Audio Tokens Part 13: The Big Bug
audio-tokensBatch clustering loops fixed, so large training sets are doable now.
Let’s run a ~80,000 sample from the training sets, with ~8000 as validation:
We know these numbers aren’t real, right? .484 on AudioSet is SOTA as of 2021. And this model is WAY too simple.
The question is, how do I prove it and find the real numbers?
Time to verify some of these results manually, and run some examples through a trained model that aren’t in the training or validation sets.
Introducing ManualTester, a Frankensteinian mashup of copies and pastes from all the other files! (note to self: refactor everything to make this sort of thing easier)
ManualTest for ytid “i50igBzmCdc”. Truth labels first, predictions afterward:
2024-09-25 13:44:00,739 - INFO - Labels: ['Guitar', 'Music', 'Plucked string instrument', 'Soundtrack music']
torch.Size([1, 1723])
2024-09-25 13:44:00,864 - INFO - Rank Category Value
2024-09-25 13:44:00,864 - INFO - 1 0.818 Music *
2024-09-25 13:44:00,864 - INFO - 2 0.355 Guitar *
2024-09-25 13:44:00,865 - INFO - 3 0.329 Plucked string instrument *
2024-09-25 13:44:00,865 - INFO - 4 0.312 Musical instrument
2024-09-25 13:44:00,865 - INFO - 5 0.306 Electric guitar
2024-09-25 13:44:00,865 - INFO - 6 0.264 Heavy metal
2024-09-25 13:44:00,865 - INFO - 7 0.187 Rock music
2024-09-25 13:44:00,865 - INFO - 8 0.181 Speech
2024-09-25 13:44:00,865 - INFO - 9 0.130 Strum
2024-09-25 13:44:00,865 - INFO - 10 0.116 Progressive rock
Not too shabby, at least for this one. A few other tests show reasonable-if-not-quite-this-good results.
I also realized one more thing: I’ve been truncating all input sequences to 512 tokens in the datasets, which seemed like enough once, but with a smaller n_fft now, the sequences are 1723 tokens long. So it’s only processing the first three seconds or so of the audio clip right now.
Let’s re-run the model with the limits off (commit 6f27c97):
[…and CUDA runs out of memory. Silly 8GB VRAM card. Drop the batch size from 128 to 64.]
The new peak mAP is 0.517. Which has got to be even more wrong than before.
The one-layer LSTM model was just meant to test that the tokens contained useful information. Just to make sure there’s nothing really wonky with that model, let’s go back to the dirt-simple linear model. It should do something interesting but if it works just as well as the LSTM I will be very suspicious of the whole enterprise. Keeping everything else the same…(commit 27f8845):
Previous LSTM run plotted as well. The linear classifier is worse than the LSTM, but still way too high. Either there’s still some bug I’m not seeing, or these tokens are magic.
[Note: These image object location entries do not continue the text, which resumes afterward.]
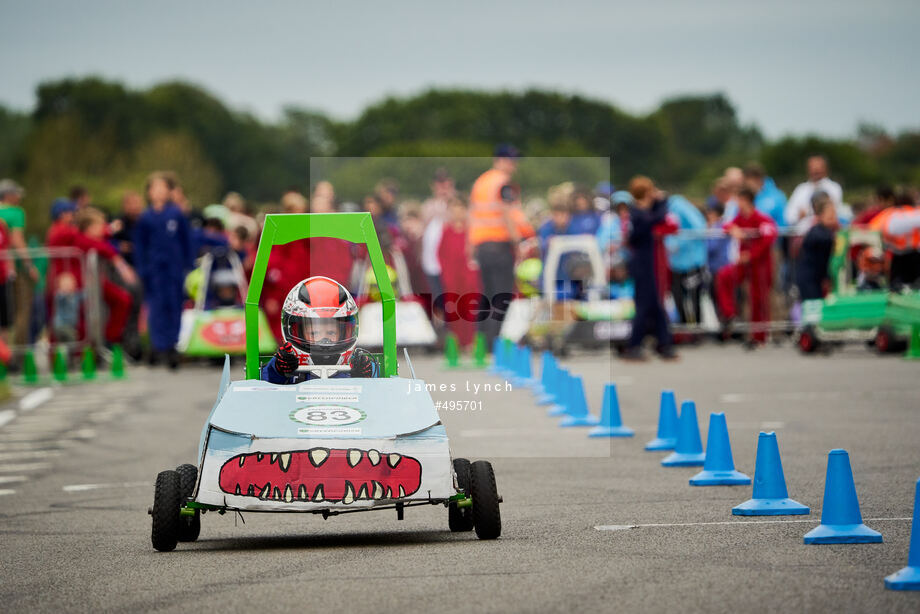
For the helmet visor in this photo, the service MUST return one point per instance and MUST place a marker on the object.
(320, 335)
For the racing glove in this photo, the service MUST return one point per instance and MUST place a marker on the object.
(286, 361)
(363, 364)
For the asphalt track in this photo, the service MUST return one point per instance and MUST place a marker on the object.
(80, 467)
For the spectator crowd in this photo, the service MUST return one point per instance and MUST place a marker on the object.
(746, 254)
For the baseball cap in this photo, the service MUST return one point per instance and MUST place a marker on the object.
(61, 206)
(507, 150)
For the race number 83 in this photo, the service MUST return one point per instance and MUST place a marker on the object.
(328, 415)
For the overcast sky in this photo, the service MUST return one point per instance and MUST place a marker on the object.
(789, 66)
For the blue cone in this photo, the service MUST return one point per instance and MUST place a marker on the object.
(770, 496)
(667, 424)
(547, 373)
(908, 578)
(719, 466)
(563, 394)
(611, 423)
(578, 409)
(841, 522)
(689, 449)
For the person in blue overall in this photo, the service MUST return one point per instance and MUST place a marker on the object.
(319, 323)
(163, 255)
(650, 208)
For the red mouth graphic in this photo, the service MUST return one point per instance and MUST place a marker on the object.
(321, 474)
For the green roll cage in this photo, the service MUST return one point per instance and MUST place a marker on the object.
(281, 229)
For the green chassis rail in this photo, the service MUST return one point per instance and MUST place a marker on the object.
(281, 229)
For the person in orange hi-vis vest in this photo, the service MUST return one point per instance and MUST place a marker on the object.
(497, 225)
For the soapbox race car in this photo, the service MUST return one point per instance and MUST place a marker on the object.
(327, 445)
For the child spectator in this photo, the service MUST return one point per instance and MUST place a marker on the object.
(585, 218)
(66, 309)
(812, 277)
(163, 253)
(755, 233)
(88, 235)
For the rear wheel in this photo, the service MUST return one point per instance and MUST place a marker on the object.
(487, 518)
(189, 525)
(461, 518)
(808, 340)
(167, 500)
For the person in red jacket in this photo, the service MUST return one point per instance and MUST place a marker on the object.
(461, 282)
(755, 233)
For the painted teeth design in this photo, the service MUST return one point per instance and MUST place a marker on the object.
(354, 457)
(318, 456)
(284, 461)
(349, 493)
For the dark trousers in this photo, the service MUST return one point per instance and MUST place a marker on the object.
(650, 315)
(687, 289)
(496, 268)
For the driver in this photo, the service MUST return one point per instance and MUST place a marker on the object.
(319, 323)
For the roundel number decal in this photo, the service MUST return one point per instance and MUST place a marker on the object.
(328, 415)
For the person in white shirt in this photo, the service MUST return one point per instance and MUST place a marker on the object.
(799, 210)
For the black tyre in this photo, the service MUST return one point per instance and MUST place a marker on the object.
(167, 500)
(487, 519)
(189, 526)
(461, 518)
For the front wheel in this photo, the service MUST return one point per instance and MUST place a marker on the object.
(167, 500)
(460, 518)
(487, 518)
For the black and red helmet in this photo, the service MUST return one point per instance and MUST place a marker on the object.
(320, 319)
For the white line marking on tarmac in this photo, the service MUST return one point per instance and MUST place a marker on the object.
(85, 487)
(35, 398)
(6, 415)
(623, 527)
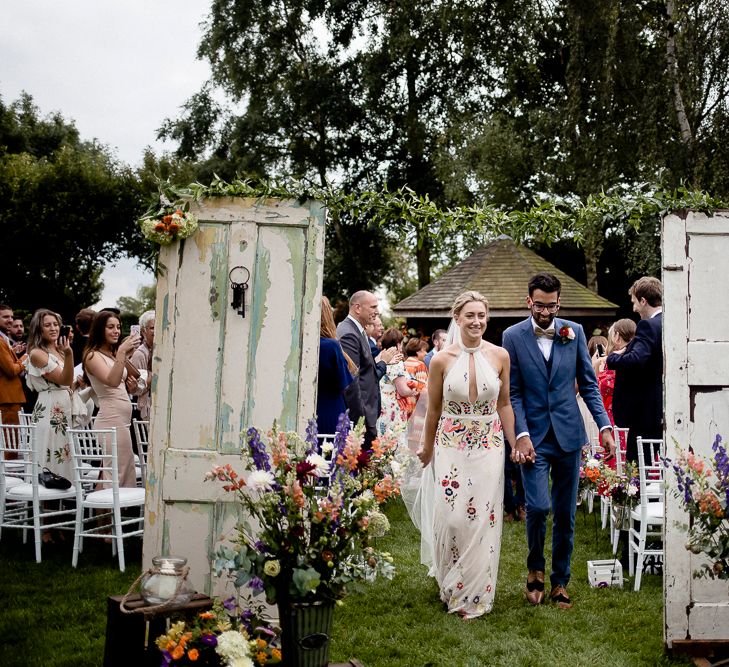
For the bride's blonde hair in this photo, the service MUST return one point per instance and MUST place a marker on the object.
(466, 297)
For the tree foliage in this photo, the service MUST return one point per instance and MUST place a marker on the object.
(66, 207)
(466, 103)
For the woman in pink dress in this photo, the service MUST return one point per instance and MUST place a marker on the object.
(104, 363)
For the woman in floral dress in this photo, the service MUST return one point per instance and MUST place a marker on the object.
(50, 372)
(468, 401)
(393, 386)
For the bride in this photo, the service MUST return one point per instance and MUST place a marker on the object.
(469, 414)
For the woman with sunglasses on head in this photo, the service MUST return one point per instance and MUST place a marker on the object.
(104, 363)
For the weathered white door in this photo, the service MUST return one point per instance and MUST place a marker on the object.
(696, 343)
(215, 372)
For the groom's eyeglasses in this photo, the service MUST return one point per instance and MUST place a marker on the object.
(549, 307)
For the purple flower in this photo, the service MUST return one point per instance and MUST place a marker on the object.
(311, 433)
(256, 584)
(258, 450)
(340, 433)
I need to break this data pipeline down piece by piece and find out what’s going on.
[…time passes]
And I found the issue. The labels and prediction tensors were being flattened in ModelTrainer, so instead of an (a,b) tensor for each one, it was one (a*b,) tensor. None of the metrics complained, they just assumed it was a binary classification test and reported weird numbers.
extend() vs append(), kids. Don’t mix ’em up. Fix in commit 5e4aa2f.
A bummer, but an unsurpising one. The tokens aren’t magic after all.
A quick test run with the fix. The new peak val mAP? 0.018. That’s certainly an adjustment. The tokens may in fact be cursed.